While it is impossible to predict exactly what the future will hold, one thing is certain: big data is here to stay. As larger and more complex datasets are being produced, computer scientists and computational researchers are seeking ways to make this data more useful and understandable. In a recent contributed article featured on the cover of the Communications of the ACM, a diverse group of data management and large-scale systems researchers, including Pacific Northwest National Laboratory (PNNL) computer scientist Antonino Tumeo, discuss the future of graph processing systems that make sense of this data.
Graph analytics underlie many of our daily activities, from browsing social media to shopping online. Whenever a website ‘recommends’ products, pages, or people to you, those recommendations come thanks to graph analytics of your past browsing history or your social networks. This type of analysis can do much more than personalize advertisements, however. The Graphs 4 COVID-19 initiative is helping combat the pandemic by providing contact tracing, connecting COVID-19 publications to drug repurposing, and tracking misinformation to educate communities.

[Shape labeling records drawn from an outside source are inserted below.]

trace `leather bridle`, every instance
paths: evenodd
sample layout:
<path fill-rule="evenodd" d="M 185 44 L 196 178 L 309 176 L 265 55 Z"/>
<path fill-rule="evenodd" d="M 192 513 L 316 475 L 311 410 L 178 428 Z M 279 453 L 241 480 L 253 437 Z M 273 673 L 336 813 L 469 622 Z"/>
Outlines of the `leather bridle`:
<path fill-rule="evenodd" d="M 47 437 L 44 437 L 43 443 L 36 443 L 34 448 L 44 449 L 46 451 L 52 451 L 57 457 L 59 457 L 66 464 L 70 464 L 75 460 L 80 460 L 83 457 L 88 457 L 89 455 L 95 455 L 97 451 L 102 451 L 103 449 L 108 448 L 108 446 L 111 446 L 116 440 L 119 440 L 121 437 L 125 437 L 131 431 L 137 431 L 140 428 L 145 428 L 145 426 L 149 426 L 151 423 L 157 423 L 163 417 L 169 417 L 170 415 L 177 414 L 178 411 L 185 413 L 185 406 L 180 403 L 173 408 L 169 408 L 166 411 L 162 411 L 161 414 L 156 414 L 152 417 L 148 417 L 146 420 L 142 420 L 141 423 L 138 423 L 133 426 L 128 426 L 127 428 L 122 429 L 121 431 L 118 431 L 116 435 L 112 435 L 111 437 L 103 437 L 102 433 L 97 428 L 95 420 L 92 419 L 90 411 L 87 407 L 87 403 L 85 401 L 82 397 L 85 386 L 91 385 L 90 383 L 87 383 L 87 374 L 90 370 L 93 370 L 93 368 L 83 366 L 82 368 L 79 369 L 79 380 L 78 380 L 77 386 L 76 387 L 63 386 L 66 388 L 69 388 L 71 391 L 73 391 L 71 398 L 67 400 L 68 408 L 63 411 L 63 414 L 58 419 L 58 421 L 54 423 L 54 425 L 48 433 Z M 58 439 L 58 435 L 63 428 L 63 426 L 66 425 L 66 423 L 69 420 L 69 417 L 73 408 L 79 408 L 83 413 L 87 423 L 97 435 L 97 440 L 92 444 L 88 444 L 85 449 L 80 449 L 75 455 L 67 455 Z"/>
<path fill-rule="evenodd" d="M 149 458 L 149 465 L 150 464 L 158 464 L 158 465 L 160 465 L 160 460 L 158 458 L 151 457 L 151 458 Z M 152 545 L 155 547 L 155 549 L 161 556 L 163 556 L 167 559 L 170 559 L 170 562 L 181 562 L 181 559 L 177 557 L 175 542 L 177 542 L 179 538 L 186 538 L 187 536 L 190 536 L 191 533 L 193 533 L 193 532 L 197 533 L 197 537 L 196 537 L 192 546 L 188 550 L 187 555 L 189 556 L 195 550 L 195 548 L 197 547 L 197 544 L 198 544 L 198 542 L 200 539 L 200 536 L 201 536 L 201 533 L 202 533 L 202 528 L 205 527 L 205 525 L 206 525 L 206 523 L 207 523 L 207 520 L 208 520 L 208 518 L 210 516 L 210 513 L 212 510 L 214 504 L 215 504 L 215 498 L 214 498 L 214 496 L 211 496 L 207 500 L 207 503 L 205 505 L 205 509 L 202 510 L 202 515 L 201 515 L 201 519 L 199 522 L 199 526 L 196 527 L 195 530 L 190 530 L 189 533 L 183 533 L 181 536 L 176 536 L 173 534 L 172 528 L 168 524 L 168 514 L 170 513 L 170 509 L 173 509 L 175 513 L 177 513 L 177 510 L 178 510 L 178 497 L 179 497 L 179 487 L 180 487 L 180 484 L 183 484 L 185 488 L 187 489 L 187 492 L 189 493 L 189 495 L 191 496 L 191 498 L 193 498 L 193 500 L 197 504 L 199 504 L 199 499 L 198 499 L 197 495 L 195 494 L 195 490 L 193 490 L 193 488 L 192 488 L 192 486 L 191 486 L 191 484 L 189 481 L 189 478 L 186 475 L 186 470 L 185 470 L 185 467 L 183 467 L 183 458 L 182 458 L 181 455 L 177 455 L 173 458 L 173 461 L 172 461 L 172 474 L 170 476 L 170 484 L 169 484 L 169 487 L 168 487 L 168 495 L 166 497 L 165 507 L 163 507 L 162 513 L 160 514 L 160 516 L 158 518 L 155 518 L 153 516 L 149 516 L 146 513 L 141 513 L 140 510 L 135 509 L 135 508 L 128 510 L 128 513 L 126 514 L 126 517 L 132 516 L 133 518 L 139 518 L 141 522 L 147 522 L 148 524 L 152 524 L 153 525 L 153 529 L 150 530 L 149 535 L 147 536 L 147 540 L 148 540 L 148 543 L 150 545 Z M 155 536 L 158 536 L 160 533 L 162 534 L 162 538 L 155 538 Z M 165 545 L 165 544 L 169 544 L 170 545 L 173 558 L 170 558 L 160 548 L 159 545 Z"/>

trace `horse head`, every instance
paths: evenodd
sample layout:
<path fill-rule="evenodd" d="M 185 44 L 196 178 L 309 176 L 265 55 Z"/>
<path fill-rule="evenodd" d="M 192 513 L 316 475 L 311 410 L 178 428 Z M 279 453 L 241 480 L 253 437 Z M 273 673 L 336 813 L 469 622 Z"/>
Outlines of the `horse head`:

The authors of the Communications of the ACM article met in a 2019 Dagstuhl seminar on Big Graph Processing Systems. Their discussions on the opportunities and challenges within graph processing inspired the creation of the collaborative manuscript.
“It was an honor to participate in this seminar connecting two very different but interconnected communities of researchers and presenting the point of views of the high-performance graph processing community,” said Tumeo. “As reflected in the vision paper that summarizes our discussions, the group agreed that solutions to existing challenges and new opportunities to enable efficient large graph processing can only arise by considering the whole computing system stack.”
At PNNL, Tumeo leads the Software-Defined Architecture for Data Analysis (SO(DA)2) project for the Data-Model Convergence (DMC) Initiative. He, along with other researchers from PNNL and the Polytechnic University of Milan, developed Svelto, a way to generate graph analytics accelerators starting from the code of algorithms, which can be accessed via GitHub.
Tumeo believes that within the next 5 to 10 years, researchers will need to address what performance really means in the context of graph processing and how to make the most effective use of hardware and software specializations for graph processing, while at the same time providing high productivity and portability. Researchers will also need to consider if it is possible to design data analytics systems able to support complex data models where graphs are one of many ways to visualize the data. Soon, graph processing systems will need to be made interoperable with machine learning and scientific simulation to support a new generation of converged applications.